Built-up shanties along a Mumbai highway, leading to suburbs bristling with expensive new high-rise residential blocks.
That daily line also works out to $37.50 (EUR 26.25) a month. What can an individual buy with that much for a month? Can she buy shelter which does not leak when it rains, can she buy baby food for her children and medicines for her aging parents? Can she pay for schoolfees? Can she afford even a kilowatt hour of electric power a day with that money? Can she stock her kitchen with the cereal, fresh vegetable and lentils her family needs? Never mind $1.25 a day – can she do this on $2 a day in Cairo, Mumbai, Rio de Janeiro or Nairobi?

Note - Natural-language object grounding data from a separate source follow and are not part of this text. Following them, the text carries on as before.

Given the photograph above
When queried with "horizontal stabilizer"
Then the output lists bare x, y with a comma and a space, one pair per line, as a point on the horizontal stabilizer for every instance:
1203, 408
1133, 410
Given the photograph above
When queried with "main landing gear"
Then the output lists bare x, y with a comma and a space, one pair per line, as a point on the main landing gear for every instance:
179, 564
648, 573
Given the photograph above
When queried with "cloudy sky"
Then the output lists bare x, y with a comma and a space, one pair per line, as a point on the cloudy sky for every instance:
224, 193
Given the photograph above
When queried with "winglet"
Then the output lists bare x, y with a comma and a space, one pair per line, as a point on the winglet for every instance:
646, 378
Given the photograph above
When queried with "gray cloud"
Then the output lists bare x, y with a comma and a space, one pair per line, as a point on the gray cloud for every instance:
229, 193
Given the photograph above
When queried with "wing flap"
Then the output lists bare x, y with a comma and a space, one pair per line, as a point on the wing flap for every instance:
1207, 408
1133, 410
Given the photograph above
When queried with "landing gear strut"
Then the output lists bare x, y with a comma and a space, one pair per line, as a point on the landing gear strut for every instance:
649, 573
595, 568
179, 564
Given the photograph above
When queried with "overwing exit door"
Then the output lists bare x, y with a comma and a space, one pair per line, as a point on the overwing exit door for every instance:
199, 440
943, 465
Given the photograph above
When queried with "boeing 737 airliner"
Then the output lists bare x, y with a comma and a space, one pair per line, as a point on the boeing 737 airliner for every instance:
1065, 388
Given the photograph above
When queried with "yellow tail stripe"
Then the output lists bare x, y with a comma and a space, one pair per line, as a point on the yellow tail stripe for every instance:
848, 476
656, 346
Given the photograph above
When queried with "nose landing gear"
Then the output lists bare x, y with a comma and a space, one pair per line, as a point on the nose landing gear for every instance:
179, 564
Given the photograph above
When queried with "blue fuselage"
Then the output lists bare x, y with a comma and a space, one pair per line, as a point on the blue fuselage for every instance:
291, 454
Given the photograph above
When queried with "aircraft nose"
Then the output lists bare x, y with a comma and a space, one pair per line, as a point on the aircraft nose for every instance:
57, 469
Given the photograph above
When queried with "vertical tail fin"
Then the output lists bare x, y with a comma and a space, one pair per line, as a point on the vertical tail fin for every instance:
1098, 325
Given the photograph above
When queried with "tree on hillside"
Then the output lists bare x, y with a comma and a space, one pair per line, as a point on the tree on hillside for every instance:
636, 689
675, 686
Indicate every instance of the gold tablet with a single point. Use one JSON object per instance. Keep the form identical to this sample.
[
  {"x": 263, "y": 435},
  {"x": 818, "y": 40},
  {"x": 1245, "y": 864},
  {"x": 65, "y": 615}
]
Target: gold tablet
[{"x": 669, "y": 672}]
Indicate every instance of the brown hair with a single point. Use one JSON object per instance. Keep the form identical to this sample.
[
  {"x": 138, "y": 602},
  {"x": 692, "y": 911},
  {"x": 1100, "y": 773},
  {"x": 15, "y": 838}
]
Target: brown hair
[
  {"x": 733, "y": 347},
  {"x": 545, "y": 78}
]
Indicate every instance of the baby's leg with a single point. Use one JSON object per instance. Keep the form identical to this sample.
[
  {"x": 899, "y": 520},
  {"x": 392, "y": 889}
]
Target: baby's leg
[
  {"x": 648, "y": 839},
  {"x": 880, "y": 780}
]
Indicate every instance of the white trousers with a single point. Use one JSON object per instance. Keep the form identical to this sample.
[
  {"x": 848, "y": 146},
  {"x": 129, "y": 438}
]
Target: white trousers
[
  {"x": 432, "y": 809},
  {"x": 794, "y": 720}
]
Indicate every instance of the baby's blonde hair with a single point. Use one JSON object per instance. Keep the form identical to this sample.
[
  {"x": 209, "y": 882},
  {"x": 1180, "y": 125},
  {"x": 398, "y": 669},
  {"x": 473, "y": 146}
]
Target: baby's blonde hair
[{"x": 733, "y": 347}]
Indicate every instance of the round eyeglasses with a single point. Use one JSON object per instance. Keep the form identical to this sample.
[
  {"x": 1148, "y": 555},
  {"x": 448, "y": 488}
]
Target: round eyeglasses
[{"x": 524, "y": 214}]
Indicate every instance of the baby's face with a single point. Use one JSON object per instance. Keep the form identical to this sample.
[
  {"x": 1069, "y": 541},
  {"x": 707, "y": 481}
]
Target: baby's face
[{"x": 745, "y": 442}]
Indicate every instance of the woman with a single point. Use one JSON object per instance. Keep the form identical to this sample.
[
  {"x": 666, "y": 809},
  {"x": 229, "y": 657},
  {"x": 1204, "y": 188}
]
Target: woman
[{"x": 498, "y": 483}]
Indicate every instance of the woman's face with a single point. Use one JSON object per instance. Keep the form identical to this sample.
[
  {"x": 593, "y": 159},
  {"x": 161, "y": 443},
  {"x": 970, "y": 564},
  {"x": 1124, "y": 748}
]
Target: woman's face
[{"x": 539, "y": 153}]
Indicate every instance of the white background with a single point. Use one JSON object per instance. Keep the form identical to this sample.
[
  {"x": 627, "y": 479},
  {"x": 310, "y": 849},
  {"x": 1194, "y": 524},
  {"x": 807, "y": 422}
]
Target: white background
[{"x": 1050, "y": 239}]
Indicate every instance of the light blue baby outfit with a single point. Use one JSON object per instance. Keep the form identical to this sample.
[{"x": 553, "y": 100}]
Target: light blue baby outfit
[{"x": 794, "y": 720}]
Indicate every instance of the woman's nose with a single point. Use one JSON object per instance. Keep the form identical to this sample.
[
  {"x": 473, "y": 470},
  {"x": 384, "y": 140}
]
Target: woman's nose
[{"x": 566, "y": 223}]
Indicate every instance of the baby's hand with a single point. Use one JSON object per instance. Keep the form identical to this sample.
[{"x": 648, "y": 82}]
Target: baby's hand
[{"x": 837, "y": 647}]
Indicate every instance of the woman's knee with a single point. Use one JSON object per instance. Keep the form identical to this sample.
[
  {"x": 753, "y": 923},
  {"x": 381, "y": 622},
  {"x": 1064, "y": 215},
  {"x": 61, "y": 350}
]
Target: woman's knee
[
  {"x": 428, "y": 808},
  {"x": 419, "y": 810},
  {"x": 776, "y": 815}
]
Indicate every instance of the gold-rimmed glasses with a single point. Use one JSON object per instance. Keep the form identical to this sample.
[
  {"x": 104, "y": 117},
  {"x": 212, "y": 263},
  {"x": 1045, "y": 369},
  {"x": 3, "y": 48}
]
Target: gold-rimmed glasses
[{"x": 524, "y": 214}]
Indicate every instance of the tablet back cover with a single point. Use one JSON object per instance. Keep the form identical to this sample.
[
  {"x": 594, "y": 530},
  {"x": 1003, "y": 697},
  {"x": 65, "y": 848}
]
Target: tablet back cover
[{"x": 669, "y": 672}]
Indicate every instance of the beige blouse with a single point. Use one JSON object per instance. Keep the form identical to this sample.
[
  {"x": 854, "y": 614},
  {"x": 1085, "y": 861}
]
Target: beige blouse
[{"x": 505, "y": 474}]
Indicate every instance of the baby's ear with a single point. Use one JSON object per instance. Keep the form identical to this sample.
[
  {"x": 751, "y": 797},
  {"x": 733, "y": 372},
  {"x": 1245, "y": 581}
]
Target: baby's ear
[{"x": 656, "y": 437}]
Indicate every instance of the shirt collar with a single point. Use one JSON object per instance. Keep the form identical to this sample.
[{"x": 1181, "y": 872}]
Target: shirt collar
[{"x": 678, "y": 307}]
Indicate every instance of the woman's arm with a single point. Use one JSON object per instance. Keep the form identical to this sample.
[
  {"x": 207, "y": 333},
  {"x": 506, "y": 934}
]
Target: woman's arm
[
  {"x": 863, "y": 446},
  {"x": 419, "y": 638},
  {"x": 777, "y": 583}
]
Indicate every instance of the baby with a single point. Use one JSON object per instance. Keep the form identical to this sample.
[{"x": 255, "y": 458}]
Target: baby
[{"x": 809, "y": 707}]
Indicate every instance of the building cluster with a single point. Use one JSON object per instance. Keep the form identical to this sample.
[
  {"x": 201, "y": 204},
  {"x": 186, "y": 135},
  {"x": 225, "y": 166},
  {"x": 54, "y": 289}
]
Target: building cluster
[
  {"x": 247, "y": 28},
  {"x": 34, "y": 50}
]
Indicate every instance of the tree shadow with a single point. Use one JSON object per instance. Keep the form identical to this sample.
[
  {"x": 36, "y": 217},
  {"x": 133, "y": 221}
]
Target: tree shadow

I can’t see a ‘yes’ answer to any of those questions, anywhere. Next, on what basis do the thinktanks and multilateral lending banks (World Bank, IMF) continue to say that economic growth removes poverty? They use variations of the GDP-divided-by-population formula, and ask th macroeconomists to make the appropriate adjustments for income categories and rural-urban distribution. The trouble is, the real world of poverty doesn’t function the way these models and formulae do. Economic growth has meant the continuing and deepening inequality of income. The ‘richer’ a country gets based on GDP, the more unequal the distribution of the money amongst its people. That’s the very reason the ‘advanced’ economies of Western Europe and North America put in place social safety nets (whose very much poorer cousins are the cash transfer programmes in vogue nowadays).
The truth is plainer and far more visible. There is no let-up in poverty, not in the numbers of poor, and not in how far under the poverty line they are. Any other view may be well-intentioned but misguided. [Thanks to From Poverty To Power, the blog by Duncan Green of Oxfam, for mentioning the Brookings report.]